“You say that I am required to withdraw beyond the Niemen before opening negotiations; but two months ago I was required in the same way to withdraw beyond the Oder and the Vistula, and in spite of that you agree to enter into negotiations.”
He strode in silence from one corner of the room to the other and stopped again, facing Balashov. Balashov noticed that his left leg was twitching more rapidly than ever, and his face looked as though petrified in its stern expression. Napoleon was aware of this twitching. “The vibration of my left calf is a great sign with me,” he said in later days.
“Such demands as to retire beyond the Oder and the Vistula may be made to a prince of Baden, but not to me,” Napoleon almost screamed, quite to his own surprise. “If you were to give me Petersburg and Moscow I wouldn’t accept such conditions. You say: I began the war. But who was the first to join his army? The Emperor Alexander, and not I. And you offer me negotiations when I have spent millions, when you are in alliance with England, and when your position is weak—you offer me negotiations! What is the object of your alliance with England? What has it given you?” he asked hurriedly. The motive of his words was obviously now not to enlarge on the benefits of peace and to consider its possibility, but simply to prove his own rectitude, and his own power, and point out the duplicity and the errors of Alexander.

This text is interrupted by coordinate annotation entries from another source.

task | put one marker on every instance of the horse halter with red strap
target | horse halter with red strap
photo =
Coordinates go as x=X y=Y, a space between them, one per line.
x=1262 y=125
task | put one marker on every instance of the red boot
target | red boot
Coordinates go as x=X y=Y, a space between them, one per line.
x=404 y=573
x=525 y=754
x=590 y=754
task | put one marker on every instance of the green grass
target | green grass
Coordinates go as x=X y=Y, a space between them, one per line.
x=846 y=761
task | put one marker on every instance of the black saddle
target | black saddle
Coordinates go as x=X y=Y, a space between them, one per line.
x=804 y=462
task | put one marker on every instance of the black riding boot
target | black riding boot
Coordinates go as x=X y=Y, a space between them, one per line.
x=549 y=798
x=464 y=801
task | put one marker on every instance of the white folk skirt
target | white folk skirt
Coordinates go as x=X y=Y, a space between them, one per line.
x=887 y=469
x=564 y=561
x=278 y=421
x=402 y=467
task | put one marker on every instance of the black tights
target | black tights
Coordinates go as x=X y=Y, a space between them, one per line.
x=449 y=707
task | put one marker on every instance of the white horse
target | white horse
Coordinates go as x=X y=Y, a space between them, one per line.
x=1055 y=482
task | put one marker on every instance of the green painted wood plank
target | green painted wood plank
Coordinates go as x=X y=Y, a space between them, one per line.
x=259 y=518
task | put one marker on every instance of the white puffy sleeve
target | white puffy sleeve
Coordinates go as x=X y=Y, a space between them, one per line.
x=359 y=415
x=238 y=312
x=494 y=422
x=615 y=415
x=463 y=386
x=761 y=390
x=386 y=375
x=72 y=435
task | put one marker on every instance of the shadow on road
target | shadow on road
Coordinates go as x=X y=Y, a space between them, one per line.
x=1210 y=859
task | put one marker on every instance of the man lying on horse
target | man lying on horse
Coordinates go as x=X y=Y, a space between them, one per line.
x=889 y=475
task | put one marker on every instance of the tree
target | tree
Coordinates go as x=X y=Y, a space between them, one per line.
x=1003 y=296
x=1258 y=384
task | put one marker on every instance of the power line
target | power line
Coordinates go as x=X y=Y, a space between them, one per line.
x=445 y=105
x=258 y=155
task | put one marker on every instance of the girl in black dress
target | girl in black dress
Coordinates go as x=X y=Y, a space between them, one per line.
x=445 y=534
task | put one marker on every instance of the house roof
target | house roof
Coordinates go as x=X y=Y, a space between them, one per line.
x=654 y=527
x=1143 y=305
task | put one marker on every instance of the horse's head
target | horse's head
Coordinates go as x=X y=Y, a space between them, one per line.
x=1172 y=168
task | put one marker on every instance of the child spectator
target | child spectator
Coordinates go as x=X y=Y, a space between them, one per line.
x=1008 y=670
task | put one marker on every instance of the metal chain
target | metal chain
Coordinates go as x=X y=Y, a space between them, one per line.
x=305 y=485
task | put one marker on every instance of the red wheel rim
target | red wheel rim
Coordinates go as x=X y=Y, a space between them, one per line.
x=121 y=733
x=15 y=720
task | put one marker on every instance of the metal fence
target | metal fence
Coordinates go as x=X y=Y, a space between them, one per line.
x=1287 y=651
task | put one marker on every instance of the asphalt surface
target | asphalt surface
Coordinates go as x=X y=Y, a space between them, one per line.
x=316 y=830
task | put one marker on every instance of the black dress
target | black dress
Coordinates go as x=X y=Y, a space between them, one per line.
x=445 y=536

He had plainly intended in entering on this conversation to point out the advantages of his own position, and to signify that in spite of them he would entertain the proposal of negotiations. But he had begun talking, and the more he talked the less able was he to control the tenor of his words.
The whole gist of his words now was obviously to glorify himself and to insult Alexander, precisely what he had least intended doing at the beginning of the interview.
“I am told you have concluded a peace with the Turks?”
Balashov bent his head affirmatively. “Peace has been concluded…” he began. But Napoleon did not allow him to speak. He clearly did not wish any one to speak but himself, and he went on with the unrestrained volubility and irritability to which people spoilt by success are so prone. “Yes, I know you have made peace with the Turks without gaining Moldavia and Wallachia. I would have given your Emperor those provinces just as I gave him Finland. Yes,” he went on, “I promised, and would have given the Emperor Alexander Moldavia and Wallachia, but now he will not possess those fair provinces. He might have united them to his empire, however, and he would have enlarged the frontiers of Russia from the Gulf of Bothnia to the mouth of the Danube. Catherine the Great could have done no more,” Napoleon declared, growing hotter and hotter as he walked up and down the room, and repeated to Balashov almost the words he had used to Alexander himself at Tilsit. “All that he would have owed to my friendship. Ah, what a fine reign! what a fine reign might have been that of the Emperor Alexander. Oh, what a grand reign,” he repeated several times. He stopped, took a gold snuffbox out of his pocket, and greedily put it to his nose.
He turned a commiserating glance on Balashov, and as soon as he would have made some observation, he hurriedly interrupted him again.